Electronic – Early Effect, Ebers-Moll, Common Emitter Resistance, reverse alpha/beta and saturation current

basictheorytransistors

Ive been reading Sedra/Smith's Micro Electronic Circuits book, and it has a lot of info which I like, however I dont know how much of it is actually practial and useful, for instance it talks about Ebers-Moll equations and models, which I know are useful to understand how transistors work and how the practical equations are derived, but then it talks about stuff like Early voltage and dynamic resistance using Early equations, reverse alpha and beta coefficients, saturation current, etc… and while im solving the drill excercises I wonder if im not just wasting my time on this.

I cant seem to find anything on a transistor datasheet that remotely points to stuff like an Early Voltage parameter, or saturation current, or reverse alpha and similar parameters.

Ive also been reading Boylestad/Nashelsky book which is also great and more practical per se, but it doesnt even mention half of the things present in Sedra/Smith's book, which is why I wanted to go deeper with hopes that it would give me better electronics foundations, which is why im reading Sedra/Smith's book, but even if I understand most of the content of the latter, I fail to see the practical application of most of it…

So, my question is, how useful is to know and learn all these complex stuff? will it improve my design knowledge knowing things like how the doping on the semiconductor, combined with the electron and hole diffusion coefficient and the width of the base interact with the saturation current in the exponential model?

Do people actually use the long Ebers-Moll equations or Early Voltage in real circuit design?
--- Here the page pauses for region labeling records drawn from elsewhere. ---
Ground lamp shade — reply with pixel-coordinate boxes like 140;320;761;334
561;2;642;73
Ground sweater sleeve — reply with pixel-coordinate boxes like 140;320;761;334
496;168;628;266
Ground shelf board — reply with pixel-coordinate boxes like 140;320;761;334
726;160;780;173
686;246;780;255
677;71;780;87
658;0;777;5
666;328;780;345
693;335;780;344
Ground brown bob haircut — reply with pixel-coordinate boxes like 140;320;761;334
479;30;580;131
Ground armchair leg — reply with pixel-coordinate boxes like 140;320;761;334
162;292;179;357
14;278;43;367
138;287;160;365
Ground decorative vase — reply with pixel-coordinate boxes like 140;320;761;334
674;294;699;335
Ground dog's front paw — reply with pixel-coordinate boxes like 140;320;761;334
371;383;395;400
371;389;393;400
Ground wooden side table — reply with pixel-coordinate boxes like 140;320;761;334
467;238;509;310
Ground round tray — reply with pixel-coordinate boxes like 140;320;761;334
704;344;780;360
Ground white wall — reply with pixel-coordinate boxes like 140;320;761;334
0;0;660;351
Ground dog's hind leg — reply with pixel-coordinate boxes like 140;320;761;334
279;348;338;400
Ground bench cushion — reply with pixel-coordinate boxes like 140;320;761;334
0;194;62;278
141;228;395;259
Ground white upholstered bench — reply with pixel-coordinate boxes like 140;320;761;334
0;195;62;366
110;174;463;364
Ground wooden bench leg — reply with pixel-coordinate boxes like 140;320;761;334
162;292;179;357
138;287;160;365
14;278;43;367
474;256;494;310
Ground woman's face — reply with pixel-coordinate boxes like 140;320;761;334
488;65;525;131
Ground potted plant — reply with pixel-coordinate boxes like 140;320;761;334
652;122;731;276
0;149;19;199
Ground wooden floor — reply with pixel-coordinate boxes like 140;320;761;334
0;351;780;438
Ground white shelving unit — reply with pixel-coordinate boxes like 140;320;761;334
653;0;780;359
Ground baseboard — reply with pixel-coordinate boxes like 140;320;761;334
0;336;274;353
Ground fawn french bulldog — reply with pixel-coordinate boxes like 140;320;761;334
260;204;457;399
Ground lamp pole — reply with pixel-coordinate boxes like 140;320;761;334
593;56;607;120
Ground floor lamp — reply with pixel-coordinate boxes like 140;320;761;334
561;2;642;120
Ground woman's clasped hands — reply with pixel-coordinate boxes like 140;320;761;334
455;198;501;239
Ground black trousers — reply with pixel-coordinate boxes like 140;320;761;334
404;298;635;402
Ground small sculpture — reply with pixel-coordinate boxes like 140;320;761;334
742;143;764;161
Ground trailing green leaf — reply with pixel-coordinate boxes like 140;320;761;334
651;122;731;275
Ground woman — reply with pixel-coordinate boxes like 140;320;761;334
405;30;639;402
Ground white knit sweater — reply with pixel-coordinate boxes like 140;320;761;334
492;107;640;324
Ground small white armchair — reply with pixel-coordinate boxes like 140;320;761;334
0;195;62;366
Or do most people just use the simplified and practical equations and leave the other stuff to the phsycisists ?

Best Answer

IMHO it's very useful to know all this stuff, even if you don't use it from day to day, as it deals with the fundamentals of what makes everything else you use IC-wise work.
Whether it will be of "practical use" depends on your field, nowadays especially there is much less discrete design, but if you are designing e.g. a high quality audio amp (I personally work on a lot of all discrete analogue audio gear as well as uCs FPGAs, etc, but I think this probably not so common) or designing analogue ICs, precision test gear, etc then knowing how to work with the above is essential. You generally wouldn't sit down and use all the equations you mention for a design, more recognise the effects of them and know how to compensate (or indeed make use of them)

Knowing the fundamentals gives you grounding you need to make confident design decisions, track down problems and understand why things in practice often look nothing like they do in SPICE.